Given the wide range and degree of overlap of laboratory values in normal grafts, it is difficult to apply strict laboratory criteria to a single patient for the diagnosis of ischemic cholangiopathy. Routine postoperative cholangiography adds an element to aid in the diagnosis and treatment of individual patients in whom ischemic cholangiopathy may or may not be suspected. The findings of different patterns of ischemic cholangiopathy and the mild ischemic changes without clinical cholangiopathy found in a subset of patients suggest that the development of ischemic cholangiopathy is not an all-or-none phenomenon. A wide spectrum of ischemic changes ranging from mild nonprogressive stenoses to frank biliary necrosis may be present in DCD recipients (Fig. 7). With further delineation of this spectrum, specific management recommendations may be tailored to the degree and pattern of cholangiopathy.

It is clear from the published data that patients with ischemic cholangiopathy have the worst outcomes [24, 10]. At our center, however, where the overall rate of ischemic cholangiopathy is low, many patients have benefited from receiving DCD grafts. The patients who did not experience ischemic cholangiopathy had graft and patient survival rates similar to those of DBD graft recipients [10].
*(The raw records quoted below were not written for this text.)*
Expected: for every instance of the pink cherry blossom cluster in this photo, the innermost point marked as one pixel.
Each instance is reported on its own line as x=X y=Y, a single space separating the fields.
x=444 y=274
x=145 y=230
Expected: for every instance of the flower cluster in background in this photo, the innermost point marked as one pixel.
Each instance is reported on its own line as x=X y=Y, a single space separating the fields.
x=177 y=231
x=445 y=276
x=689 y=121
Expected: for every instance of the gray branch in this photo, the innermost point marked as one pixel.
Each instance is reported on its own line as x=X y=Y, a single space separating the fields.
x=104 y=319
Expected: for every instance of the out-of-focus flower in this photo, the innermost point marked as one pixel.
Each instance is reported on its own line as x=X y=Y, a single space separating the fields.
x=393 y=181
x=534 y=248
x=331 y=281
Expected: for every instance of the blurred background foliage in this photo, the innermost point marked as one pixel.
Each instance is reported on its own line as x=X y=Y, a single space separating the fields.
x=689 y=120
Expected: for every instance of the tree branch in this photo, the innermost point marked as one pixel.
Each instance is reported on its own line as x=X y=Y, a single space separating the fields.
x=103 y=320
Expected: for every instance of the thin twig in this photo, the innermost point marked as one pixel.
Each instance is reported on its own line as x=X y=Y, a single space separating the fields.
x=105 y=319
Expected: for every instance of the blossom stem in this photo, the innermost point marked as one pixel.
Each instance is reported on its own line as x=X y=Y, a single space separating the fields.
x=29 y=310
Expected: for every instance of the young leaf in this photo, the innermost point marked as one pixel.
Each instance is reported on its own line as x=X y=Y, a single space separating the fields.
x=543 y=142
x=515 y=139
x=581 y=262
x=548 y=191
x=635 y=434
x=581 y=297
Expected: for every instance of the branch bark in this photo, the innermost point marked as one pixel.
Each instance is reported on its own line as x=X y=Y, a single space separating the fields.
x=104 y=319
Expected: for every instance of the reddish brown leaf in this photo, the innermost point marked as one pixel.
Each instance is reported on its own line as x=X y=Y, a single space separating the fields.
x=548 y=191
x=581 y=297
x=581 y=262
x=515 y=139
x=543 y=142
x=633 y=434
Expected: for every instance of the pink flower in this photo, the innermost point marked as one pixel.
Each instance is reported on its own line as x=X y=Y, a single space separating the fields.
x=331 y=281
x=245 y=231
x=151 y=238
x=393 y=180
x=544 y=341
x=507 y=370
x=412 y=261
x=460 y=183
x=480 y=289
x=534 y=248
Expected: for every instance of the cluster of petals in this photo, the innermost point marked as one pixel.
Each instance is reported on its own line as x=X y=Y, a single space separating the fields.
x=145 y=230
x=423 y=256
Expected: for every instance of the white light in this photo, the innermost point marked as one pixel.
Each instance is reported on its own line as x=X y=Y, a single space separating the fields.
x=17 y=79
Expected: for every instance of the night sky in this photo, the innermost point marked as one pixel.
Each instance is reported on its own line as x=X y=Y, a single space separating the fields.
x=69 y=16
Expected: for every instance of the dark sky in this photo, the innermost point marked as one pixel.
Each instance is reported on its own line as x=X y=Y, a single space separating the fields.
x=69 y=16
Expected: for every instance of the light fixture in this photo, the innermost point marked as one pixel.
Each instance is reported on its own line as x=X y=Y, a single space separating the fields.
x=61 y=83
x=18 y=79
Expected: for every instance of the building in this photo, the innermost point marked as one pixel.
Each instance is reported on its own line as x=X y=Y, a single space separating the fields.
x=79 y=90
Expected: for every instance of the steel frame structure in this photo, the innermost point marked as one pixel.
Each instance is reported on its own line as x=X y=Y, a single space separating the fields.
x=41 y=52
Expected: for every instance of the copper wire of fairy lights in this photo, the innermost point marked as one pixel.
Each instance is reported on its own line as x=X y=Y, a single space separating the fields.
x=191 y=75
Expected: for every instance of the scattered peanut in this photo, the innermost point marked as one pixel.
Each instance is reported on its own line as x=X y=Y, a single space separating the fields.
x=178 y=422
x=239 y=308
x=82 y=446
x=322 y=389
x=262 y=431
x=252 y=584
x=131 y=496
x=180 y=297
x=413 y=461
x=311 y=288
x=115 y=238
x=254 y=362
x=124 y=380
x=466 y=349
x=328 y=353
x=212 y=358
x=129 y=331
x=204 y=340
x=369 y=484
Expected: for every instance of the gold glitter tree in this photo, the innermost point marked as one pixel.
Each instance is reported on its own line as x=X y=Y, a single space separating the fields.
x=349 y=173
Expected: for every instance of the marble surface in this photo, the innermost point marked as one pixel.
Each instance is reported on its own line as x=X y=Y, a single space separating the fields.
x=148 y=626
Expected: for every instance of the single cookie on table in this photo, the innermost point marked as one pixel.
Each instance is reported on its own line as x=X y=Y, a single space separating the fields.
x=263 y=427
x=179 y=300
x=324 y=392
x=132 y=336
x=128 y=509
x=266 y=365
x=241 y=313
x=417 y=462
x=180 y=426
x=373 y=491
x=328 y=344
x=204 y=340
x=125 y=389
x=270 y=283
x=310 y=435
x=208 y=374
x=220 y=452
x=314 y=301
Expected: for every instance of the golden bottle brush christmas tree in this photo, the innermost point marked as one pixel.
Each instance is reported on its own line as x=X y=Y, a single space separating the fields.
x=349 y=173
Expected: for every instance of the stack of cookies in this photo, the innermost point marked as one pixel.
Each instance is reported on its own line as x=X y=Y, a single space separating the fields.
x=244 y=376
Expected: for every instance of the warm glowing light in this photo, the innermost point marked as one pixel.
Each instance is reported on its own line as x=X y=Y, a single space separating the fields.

Although single-center analysis has the advantage of homogeneous donor and recipient selection and perioperative and postoperative clinical management, we acknowledge the weaknesses associated with the retrospective nature of clinical practice. Transplant center–specific management practices, such as a decision to perform retransplant, may also allow the introduction of bias. Even though this is the largest, to our knowledge, reported single-center experience with routine and clinically indicated cholangiograms, the number of DCD recipients who had ischemic cholangiopathy remains fairly small, which limits the ability to detect differences in disease type and progression. The findings in our analysis should be confirmed, if possible, in a larger cohort from multiple institutions using DCD liver grafts.

Conclusion

We report that routine postoperative cholangiography yields enough information for early diagnosis of biliary abnormalities, before they are clinically evident. Our findings suggest that ischemic cholangiopathy associated with DCD grafts is not an all-or-none phenomenon but presents as a spectrum of disease with a variable prognosis. The severity and pattern of cholangiographic abnormalities correlate with clinical outcomes. We also found that early subclinical mild cholangiographic abnormalities seen in some DCD liver grafts caused poorer graft and patient outcomes at 3 and 5 years. Although the goal of using DCD liver grafts should be to minimize development of ischemic cholangiopathy, it is also essential that physicians participating in liver transplant programs understand the implications of various patterns of ischemic cholangiopathy for diagnosis, prognosis, clinical management, follow-up, and patient counseling.